A visitor at Reynisfjara Beach on the southern tip of Iceland risked being swept away by a sneaker wave, according to a travel photographer who witnessed it.
In the viral video posted to Instagram earlier this year by Leroy Souhuwat, a woman in a bathing suit stands in nearly waist-deep water until the tide comes rushing in and she sprints toward dry land. Her reason for being in the water — whether she was posing for a picture or wanted to enjoy a polar dip — was unclear.
At first, it may appear that she just didn’t want to get her upper body wet or even colder, which makes sense because all of the other beachgoers are wearing winter clothes and avoiding the water.
In the caption, Souhuwat explained that there were warning signs posted around the beach telling people not to enter the water because of “sneakerwaves.”
“Usually I tell people to watch out and keep their distance, but when I see sh*t like this I’m just mind blown,” Souhuwat wrote.
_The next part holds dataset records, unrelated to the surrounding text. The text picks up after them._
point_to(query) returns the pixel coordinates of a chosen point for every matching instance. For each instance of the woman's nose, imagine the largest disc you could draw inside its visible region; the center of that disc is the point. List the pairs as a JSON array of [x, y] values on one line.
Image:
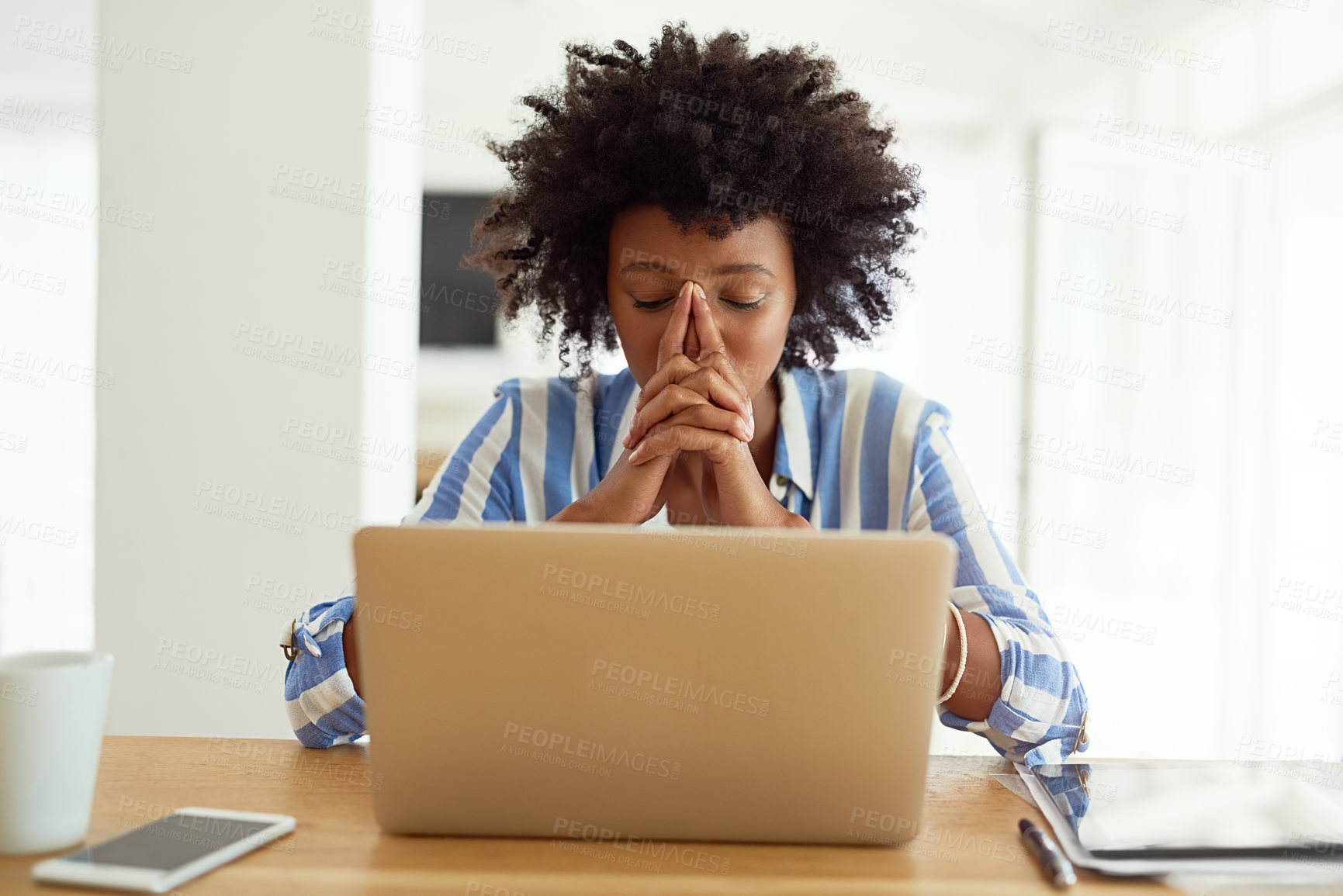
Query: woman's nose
[[692, 341]]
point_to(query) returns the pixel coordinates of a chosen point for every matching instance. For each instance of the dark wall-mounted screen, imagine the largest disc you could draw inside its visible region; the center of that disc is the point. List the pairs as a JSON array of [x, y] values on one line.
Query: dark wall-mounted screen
[[457, 306]]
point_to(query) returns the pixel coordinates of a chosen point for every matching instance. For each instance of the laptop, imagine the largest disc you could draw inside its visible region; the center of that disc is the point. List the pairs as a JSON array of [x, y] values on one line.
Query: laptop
[[694, 683]]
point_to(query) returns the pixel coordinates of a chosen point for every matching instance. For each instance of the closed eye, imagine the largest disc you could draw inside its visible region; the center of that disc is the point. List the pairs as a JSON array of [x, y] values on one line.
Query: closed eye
[[736, 305]]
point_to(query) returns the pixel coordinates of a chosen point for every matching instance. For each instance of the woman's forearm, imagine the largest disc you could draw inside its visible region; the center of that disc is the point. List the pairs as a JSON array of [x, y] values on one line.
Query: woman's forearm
[[351, 648], [981, 685]]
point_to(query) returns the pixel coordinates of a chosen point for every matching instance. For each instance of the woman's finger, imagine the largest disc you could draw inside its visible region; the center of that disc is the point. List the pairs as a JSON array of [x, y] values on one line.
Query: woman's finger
[[715, 387], [696, 429], [673, 337], [673, 371], [711, 340], [718, 374], [673, 400], [715, 444], [680, 405]]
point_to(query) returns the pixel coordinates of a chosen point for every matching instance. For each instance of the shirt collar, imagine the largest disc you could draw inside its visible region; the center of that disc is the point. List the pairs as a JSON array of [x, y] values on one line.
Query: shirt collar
[[793, 457]]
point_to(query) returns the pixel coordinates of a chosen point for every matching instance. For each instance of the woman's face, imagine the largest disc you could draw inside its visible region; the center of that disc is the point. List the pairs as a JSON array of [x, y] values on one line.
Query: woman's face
[[747, 278]]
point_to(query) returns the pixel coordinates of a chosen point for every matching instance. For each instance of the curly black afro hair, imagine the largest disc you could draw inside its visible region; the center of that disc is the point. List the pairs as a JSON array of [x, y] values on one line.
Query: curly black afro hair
[[718, 137]]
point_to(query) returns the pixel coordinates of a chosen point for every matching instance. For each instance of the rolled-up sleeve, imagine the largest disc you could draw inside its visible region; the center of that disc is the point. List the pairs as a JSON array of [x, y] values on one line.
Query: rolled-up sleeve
[[320, 697], [1038, 718], [470, 486]]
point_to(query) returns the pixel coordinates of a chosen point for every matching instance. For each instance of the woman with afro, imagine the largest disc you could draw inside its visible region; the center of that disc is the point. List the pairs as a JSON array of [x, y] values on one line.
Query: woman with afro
[[723, 218]]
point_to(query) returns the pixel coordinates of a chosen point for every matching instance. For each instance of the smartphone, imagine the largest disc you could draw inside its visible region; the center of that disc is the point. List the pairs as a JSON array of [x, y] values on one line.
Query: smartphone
[[167, 852]]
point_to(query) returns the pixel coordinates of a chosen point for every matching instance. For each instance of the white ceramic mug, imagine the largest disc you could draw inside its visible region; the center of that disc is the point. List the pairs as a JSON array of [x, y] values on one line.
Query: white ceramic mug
[[53, 707]]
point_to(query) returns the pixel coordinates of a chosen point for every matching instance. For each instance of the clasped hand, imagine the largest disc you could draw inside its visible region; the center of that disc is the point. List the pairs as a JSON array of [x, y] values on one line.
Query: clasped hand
[[701, 407]]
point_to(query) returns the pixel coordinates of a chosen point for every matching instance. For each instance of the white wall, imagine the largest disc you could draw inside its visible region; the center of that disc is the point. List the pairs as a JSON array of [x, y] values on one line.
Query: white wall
[[235, 455], [1236, 662], [49, 378], [1175, 600]]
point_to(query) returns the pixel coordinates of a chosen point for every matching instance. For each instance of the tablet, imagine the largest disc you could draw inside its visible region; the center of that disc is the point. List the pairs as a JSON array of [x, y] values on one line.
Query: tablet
[[1161, 811]]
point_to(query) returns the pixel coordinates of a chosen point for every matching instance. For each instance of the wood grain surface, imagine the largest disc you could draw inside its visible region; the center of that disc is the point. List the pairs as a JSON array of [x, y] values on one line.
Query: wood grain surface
[[968, 841]]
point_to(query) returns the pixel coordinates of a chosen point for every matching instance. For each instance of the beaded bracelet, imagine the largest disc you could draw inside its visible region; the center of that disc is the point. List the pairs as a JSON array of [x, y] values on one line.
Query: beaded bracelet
[[961, 669]]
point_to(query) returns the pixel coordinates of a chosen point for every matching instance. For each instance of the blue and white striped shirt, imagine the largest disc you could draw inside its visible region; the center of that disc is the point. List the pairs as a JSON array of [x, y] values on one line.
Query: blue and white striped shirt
[[853, 450]]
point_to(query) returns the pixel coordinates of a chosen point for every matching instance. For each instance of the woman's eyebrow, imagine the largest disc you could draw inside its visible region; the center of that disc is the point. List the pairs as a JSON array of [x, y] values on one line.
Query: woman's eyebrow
[[661, 266]]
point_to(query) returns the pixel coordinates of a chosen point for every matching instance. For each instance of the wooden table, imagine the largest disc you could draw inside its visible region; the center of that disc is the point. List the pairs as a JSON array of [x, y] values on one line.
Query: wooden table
[[968, 842]]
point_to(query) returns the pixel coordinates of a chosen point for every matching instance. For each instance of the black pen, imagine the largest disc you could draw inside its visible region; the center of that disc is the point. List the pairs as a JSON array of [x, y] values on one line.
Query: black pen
[[1056, 864]]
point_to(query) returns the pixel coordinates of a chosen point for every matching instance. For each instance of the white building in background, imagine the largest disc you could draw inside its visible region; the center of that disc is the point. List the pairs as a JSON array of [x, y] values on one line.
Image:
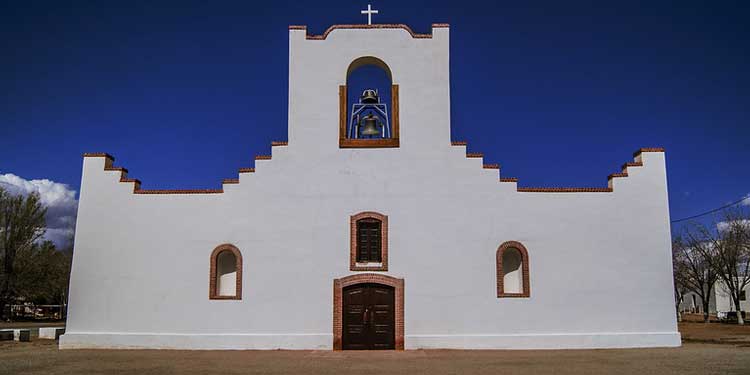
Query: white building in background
[[372, 230], [719, 301]]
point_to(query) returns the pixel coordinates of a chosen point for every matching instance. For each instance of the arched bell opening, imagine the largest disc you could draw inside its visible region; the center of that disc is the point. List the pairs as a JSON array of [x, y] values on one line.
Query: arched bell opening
[[368, 105]]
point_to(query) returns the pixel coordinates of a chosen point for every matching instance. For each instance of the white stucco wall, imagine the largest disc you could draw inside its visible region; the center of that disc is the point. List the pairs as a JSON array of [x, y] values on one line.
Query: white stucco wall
[[447, 216]]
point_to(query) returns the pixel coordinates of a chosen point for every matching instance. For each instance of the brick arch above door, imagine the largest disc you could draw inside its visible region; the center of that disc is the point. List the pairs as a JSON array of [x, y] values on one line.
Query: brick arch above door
[[364, 278]]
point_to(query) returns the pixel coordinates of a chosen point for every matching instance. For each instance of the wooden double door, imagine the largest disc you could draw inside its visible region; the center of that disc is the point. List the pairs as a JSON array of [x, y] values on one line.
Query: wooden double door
[[369, 317]]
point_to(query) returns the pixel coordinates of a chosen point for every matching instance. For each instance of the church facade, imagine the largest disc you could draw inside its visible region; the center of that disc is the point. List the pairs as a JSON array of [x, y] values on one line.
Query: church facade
[[427, 247]]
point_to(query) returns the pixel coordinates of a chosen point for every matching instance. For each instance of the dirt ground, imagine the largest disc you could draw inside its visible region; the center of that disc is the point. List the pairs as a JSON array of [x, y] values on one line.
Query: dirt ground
[[715, 333], [43, 357]]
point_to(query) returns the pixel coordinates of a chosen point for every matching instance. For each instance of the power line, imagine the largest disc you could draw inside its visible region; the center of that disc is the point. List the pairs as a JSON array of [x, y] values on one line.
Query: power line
[[712, 211]]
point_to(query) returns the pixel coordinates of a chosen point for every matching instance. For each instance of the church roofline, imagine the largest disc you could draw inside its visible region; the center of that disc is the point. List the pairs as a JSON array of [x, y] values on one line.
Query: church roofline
[[375, 26], [108, 166]]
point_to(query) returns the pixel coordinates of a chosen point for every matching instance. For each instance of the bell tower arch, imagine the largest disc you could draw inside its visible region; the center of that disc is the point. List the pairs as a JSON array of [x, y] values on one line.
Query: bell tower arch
[[417, 64]]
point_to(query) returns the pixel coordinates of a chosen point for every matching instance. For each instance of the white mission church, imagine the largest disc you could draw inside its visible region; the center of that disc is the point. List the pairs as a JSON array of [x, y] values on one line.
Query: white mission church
[[428, 247]]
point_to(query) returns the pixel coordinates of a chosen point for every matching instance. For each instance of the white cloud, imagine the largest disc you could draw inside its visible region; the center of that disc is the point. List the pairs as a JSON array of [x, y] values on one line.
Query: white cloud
[[59, 199]]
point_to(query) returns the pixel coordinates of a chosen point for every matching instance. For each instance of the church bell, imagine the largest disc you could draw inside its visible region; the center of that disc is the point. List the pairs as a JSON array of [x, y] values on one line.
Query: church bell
[[369, 117], [369, 96], [370, 125]]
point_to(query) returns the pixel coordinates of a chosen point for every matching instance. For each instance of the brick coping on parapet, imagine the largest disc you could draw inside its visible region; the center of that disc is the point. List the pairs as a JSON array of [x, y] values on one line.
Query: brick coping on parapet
[[108, 166]]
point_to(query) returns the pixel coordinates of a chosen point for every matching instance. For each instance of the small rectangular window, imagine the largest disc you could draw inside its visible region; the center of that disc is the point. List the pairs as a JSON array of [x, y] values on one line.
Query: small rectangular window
[[368, 241]]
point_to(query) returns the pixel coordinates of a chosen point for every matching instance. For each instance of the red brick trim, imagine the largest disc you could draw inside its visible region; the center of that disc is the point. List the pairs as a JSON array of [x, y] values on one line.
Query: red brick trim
[[98, 154], [615, 175], [181, 191], [109, 160], [376, 26], [345, 142], [212, 272], [562, 190], [631, 164], [648, 149], [524, 268], [609, 189], [353, 241], [338, 288]]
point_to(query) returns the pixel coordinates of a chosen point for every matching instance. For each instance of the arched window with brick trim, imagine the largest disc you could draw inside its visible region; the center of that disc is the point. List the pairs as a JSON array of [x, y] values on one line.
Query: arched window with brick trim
[[512, 261], [369, 242], [225, 273]]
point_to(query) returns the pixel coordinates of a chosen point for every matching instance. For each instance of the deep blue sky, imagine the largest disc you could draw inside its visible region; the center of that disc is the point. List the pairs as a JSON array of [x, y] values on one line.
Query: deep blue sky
[[560, 93]]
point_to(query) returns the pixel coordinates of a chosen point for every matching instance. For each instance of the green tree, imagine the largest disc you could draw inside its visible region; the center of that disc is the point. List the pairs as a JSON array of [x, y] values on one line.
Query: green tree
[[22, 224]]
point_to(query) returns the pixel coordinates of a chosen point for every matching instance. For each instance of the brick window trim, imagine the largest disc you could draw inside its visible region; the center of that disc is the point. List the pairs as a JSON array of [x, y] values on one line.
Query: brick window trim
[[524, 268], [345, 142], [212, 293], [383, 241], [366, 278]]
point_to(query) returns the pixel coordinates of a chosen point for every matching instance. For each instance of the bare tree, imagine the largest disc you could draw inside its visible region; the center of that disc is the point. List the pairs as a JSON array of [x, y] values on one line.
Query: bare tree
[[693, 269], [679, 274], [22, 223], [728, 250]]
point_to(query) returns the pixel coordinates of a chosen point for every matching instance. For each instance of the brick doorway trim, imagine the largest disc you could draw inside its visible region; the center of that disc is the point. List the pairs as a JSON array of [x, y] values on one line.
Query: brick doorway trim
[[362, 278]]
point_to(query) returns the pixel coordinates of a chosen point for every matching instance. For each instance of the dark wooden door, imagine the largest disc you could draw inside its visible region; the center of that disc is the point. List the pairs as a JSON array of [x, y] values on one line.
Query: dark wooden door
[[369, 318]]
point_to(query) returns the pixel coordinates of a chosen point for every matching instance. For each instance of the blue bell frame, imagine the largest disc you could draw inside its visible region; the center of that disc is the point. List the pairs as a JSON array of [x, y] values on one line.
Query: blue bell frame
[[379, 108]]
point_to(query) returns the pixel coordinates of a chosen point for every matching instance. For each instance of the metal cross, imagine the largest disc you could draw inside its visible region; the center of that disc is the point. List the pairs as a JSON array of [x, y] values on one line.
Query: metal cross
[[369, 12]]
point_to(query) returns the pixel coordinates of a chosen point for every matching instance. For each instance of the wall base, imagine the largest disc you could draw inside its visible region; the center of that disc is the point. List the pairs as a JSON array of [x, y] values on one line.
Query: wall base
[[189, 341], [118, 340], [546, 341]]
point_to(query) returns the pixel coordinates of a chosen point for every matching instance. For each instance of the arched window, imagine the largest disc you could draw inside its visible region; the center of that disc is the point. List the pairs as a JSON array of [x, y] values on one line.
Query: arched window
[[512, 270], [369, 242], [226, 273], [368, 105]]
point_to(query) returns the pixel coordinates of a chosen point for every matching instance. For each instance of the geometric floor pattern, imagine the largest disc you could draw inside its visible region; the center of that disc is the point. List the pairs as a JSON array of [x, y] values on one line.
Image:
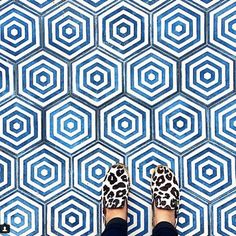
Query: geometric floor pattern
[[86, 84]]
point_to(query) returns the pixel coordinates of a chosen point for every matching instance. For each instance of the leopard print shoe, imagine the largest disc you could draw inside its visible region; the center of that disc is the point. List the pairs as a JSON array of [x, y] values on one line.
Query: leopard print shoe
[[165, 189], [116, 187]]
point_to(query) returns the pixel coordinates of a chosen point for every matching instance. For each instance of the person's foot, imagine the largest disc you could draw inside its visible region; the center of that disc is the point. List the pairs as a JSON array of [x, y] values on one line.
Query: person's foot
[[115, 192], [165, 195]]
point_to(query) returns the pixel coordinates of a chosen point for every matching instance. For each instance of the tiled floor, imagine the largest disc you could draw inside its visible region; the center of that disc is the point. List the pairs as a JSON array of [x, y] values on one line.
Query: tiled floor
[[85, 84]]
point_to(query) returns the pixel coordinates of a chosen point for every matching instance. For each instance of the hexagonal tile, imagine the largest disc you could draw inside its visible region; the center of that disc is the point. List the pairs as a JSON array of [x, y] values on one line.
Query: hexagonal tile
[[123, 25], [180, 123], [7, 80], [72, 125], [207, 75], [178, 28], [24, 215], [71, 214], [43, 78], [223, 117], [7, 176], [20, 126], [151, 77], [45, 172], [96, 161], [69, 30], [209, 171], [18, 26], [125, 124], [193, 216]]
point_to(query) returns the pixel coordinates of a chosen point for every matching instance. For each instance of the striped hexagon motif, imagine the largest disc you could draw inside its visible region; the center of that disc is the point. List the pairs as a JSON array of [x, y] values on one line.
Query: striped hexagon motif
[[125, 124], [20, 32], [20, 126], [69, 30], [145, 161], [206, 3], [209, 171], [7, 173], [223, 117], [223, 30], [44, 172], [121, 29], [43, 78], [71, 125], [224, 215], [95, 5], [178, 28], [151, 77], [139, 220], [41, 5], [96, 161], [207, 75], [72, 214], [150, 4], [193, 216], [97, 77], [6, 80], [23, 214], [180, 123]]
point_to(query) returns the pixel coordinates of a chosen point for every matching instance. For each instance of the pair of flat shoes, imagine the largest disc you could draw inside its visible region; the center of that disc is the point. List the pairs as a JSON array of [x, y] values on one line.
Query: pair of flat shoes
[[164, 188]]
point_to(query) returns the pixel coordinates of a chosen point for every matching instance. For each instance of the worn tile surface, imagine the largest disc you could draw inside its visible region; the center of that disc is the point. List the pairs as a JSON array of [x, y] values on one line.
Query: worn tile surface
[[85, 84]]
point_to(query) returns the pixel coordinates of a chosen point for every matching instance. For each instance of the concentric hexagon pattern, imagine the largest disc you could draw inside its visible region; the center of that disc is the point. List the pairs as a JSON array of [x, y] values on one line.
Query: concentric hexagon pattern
[[85, 84]]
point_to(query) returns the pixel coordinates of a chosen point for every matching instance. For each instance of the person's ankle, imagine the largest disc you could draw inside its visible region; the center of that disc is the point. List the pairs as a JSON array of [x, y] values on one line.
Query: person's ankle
[[164, 215], [116, 213]]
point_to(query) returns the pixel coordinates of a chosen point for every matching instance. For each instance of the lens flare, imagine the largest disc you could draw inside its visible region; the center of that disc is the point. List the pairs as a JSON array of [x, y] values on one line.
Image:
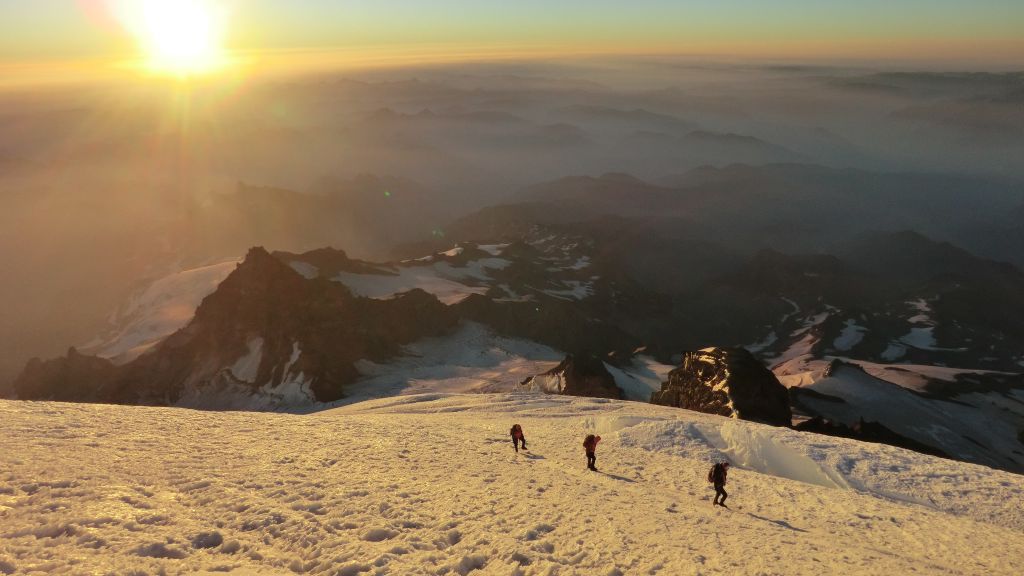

According to the website Visit Iceland, sneaker waves look like small waves but are actually huge. The reason is the ocean floor at Reynisfjara deepens rapidly, which makes the wave’s pull incredibly strong.
“When an ocean wave grabs you, you are knocked off your feet and it is very tough to stand up and find balance again,” the company said. “One of the reasons for that is that the wave creates a suction that drags you out and washes the sand and gravel from under your feet.”
The website added that once the ocean grabs you like that, there’s nothing anyone can do to save you, so you’ll either drown or die of hypothermia in the freezing water.
Since 2013, five people have reportedly died at Reynisfjara Beach, making it Iceland’s deadliest beach.
In the video, though, the woman got away safely but did become the subject of ridicule.